UCSD Scientist Helps Find Cure for Child with HIV

Physicians treated the child with the antiretrovirals after Richman confirmed through assays that she was HIV positive. At 23 months, after five months of not showing up for follow-ups, the child returned for HIV treatment; however, tests confirmed the absence of HIV. “They did all the right tests and started treating the baby with the first couple of days, and that is what resulted in this remarkable outcome,” Richman said.

Richman explained that roughly 300,000 babies are born infected with HIV each year, down from the millions born in the past, due to pre-natal care with the intervention of drugs. This particular child did not have pre-natal care, so preventative care could not be implemented.
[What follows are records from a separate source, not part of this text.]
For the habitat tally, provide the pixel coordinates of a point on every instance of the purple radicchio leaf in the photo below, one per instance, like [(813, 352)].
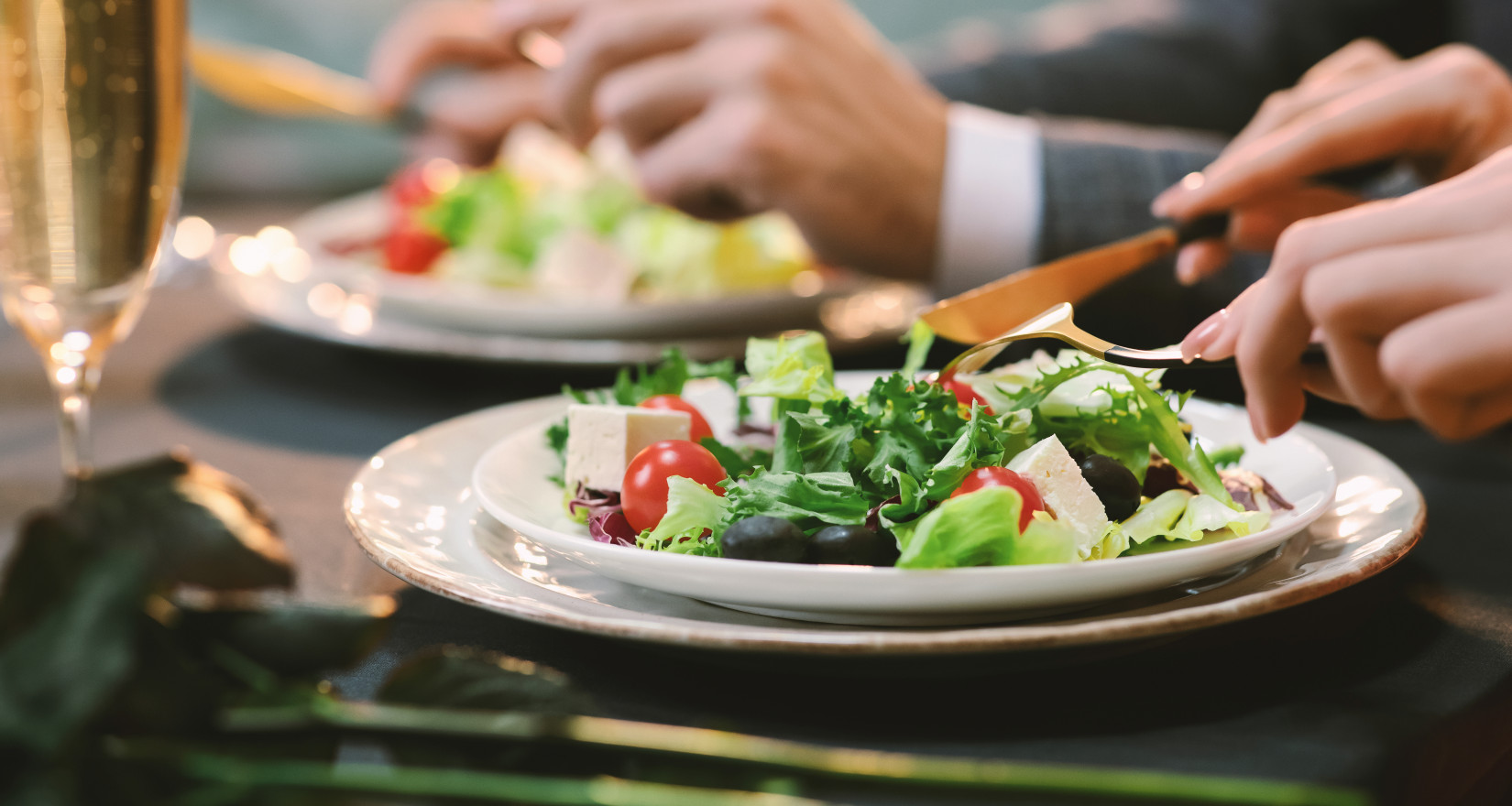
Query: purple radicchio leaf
[(1249, 487), (593, 501), (609, 527)]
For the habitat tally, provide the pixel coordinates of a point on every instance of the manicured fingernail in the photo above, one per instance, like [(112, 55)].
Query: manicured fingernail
[(1169, 200), (1188, 267), (1202, 336)]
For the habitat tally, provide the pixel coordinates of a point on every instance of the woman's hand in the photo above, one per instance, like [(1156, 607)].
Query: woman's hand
[(469, 115), (1409, 297), (1442, 111), (741, 106)]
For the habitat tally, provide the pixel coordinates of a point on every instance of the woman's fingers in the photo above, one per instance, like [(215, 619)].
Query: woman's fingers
[(1200, 259), (1417, 111), (427, 35), (1374, 292), (1258, 224), (1352, 67), (1360, 58), (1455, 366), (1216, 336)]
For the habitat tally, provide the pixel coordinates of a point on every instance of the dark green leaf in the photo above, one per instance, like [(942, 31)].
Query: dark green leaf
[(58, 673), (285, 636), (475, 680), (734, 463), (202, 527)]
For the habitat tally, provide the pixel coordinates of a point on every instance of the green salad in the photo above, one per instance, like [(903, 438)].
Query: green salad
[(551, 220), (1058, 459)]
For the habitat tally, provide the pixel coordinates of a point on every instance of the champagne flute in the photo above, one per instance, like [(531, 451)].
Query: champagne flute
[(93, 138)]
The research that led up to curing the Mississippi child of HIV has been ongoing for decades. Richman’s research on HIV goes back to the early ’80’s when AIDS became a prevalent infectious disease among his patients. His lab was one of the first to uncover the latent reservoir of HIV, the major obstacle of curing HIV using antiretroviral therapy.

“Antiretroviral therapy is one of the major accomplishments of medical research in the last 25 years and it’s changed [HIV]it from a death sentence to a chronic disease, but patients have to stay on their medications for life,” Richman said. “So when we discovered this latent reservoir was the obstacle of the cure back in ’97, we have been trying to figure out how to eradicate that reservoir.”

Recently, Richman has been working to quantify and categorize the reservoir by cell types and anatomic compartments, which can help researchers understand the size of the reservoir and whether or not intervention can help change its size.

“[It] is really understanding the biology and being able to measure the effectiveness of those candidate interventions that are just being designed now,” Richman said.

Moving forward, Richman stated that replicating the results as seen in the Mississippi child is necessary in order to confirm that it happens more than once. If there is confirmation that these results can be replicated, Richman believes it will have an impact on management strategies with newborns.

“This whole issue of curing HIV — , the eradication strategy — is going to take at least a decade more to accomplish on a major scale,” Richman said.